Professeure Ailamaki, les technologies de l’information et du calcul sont au cœur du Human Brain Project. Pour quelles raisons?
« L’objectif du Human Brain Project est d’explorer le labyrinthe que constitue le cerveau humain, avec ses neurones et leurs interactions. Les buts des neuroscientifiques sont notamment de comprendre les mécanismes de la cognition, de générer des signatures biologiques uniques de maladies, et d’inspirer de nouveaux traitements efficaces en parvenant à une meilleure compréhension de maladies actuellement incurables.
L’informatique est l’élément charnière entre la définition du projet et ses objectifs. En cette qualité, il représente la force d’unification qui permettra de réaliser ces objectifs. Dans ce projet, l’acquisition de connaissances sera rendue possible par une collecte et un stockage effectifs de quantités de données sans précédent, ainsi que par leur analyse et leur exploitation exhaustives. Nous devons inventer de nouvelles méthodes d’analyse afin d’explorer plus profondément que jamais l’immense masse de données enregistrées à partir de simulations détaillées du cerveau, et inventer aussi de nouveaux algorithmes pour déchiffrer et exploiter ces données ainsi que des technologies de traitement de l’image permettant de comprendre les données cliniques fournies par des hôpitaux situés en Europe et au-delà. De plus, il nous faut concevoir de nouvelles méthodes d’intégration des données afin de combiner tous les différents types de données en une source de connaissance unifiée, qui pourra être utilisée par les neuroscientifiques et les médecins à travers le monde. »

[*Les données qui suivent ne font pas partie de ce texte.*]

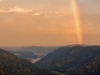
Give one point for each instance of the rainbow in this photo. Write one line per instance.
(78, 21)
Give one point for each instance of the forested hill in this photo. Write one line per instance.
(77, 60)
(12, 65)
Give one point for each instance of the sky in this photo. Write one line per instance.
(47, 22)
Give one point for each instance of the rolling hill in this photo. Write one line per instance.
(12, 65)
(73, 60)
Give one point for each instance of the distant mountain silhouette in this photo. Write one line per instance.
(12, 65)
(73, 60)
(30, 52)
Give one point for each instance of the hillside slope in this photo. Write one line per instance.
(12, 65)
(77, 60)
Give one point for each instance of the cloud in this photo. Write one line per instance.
(36, 14)
(17, 9)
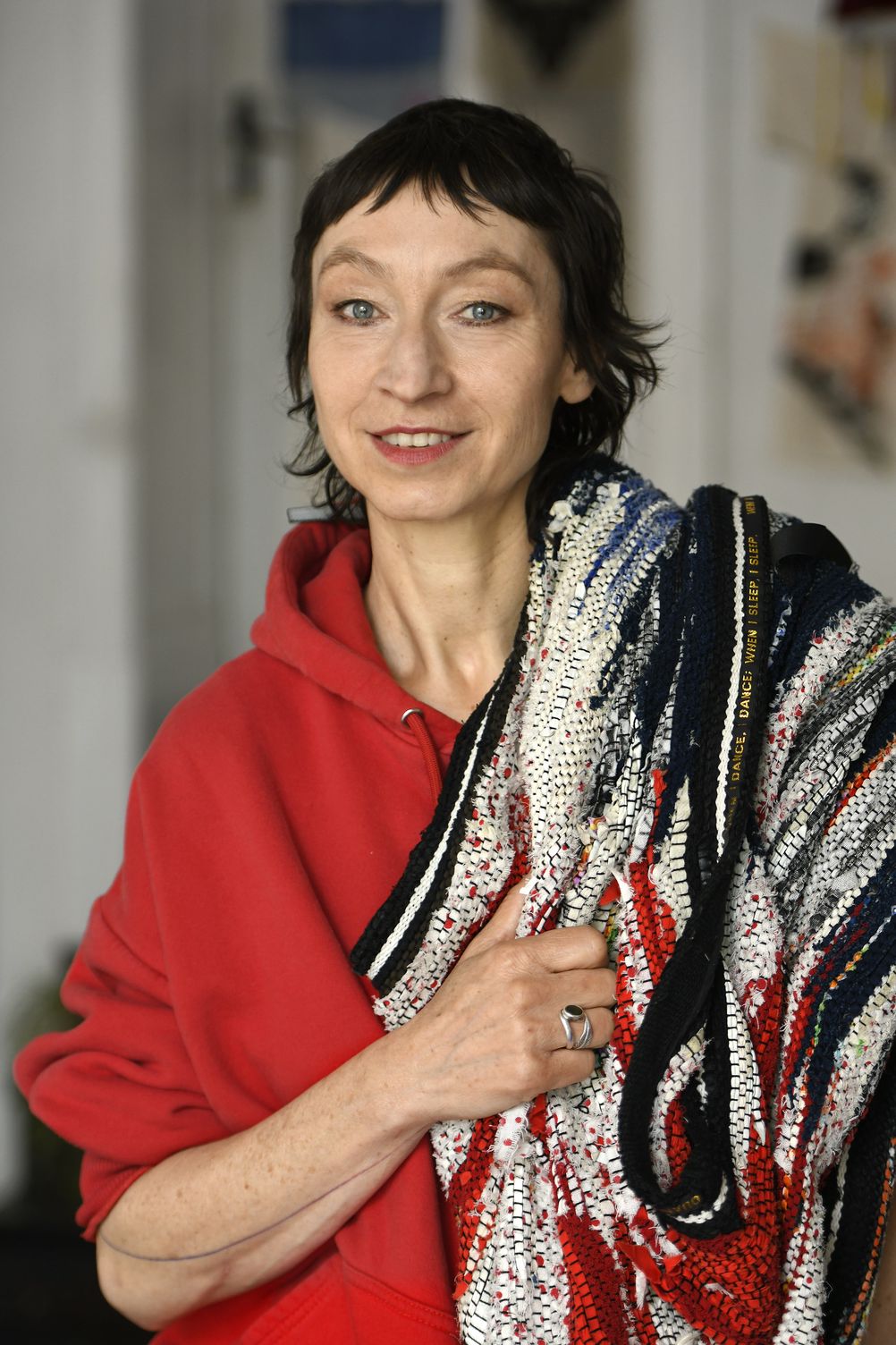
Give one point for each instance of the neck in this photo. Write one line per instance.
(444, 602)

Pourriez-vous expliquer le rôle de votre équipe dans les divisions d’informatique médicale et de calcul de haute performance ?
« Mon équipe coordonne les technologies de gestion des données à l’« échelle exa », nécessaires pour transformer toutes les données collectées dans le cadre du projet en informations utilisables par les neuroscientifiques, les médecins et les praticiens utilisant les plateformes du Human Brain Project. Dans la division d’informatique médicale, nous sommes chargés de développer un réseau d’hôpitaux fédérés ; celui-ci traitera efficacement les données dans de nombreux sites hospitaliers différents, afin de répondre à certaines questions de la médecine tout en assurant la confidentialité et l’anonymat des données cliniques. Dans la division de calcul haute performance, nous développons des algorithmes afin de naviguer à travers d’immenses quantités de données issues de simulations du cerveau, en utilisant des superordinateurs de pointe. La technologie que nous développerons dans ces deux divisions sera utile à d’autres divisions du projet, car la plupart d’entre elles doivent, pour remplir leurs objectifs, s’atteler à des tâches de gestion des données tout aussi colossales. »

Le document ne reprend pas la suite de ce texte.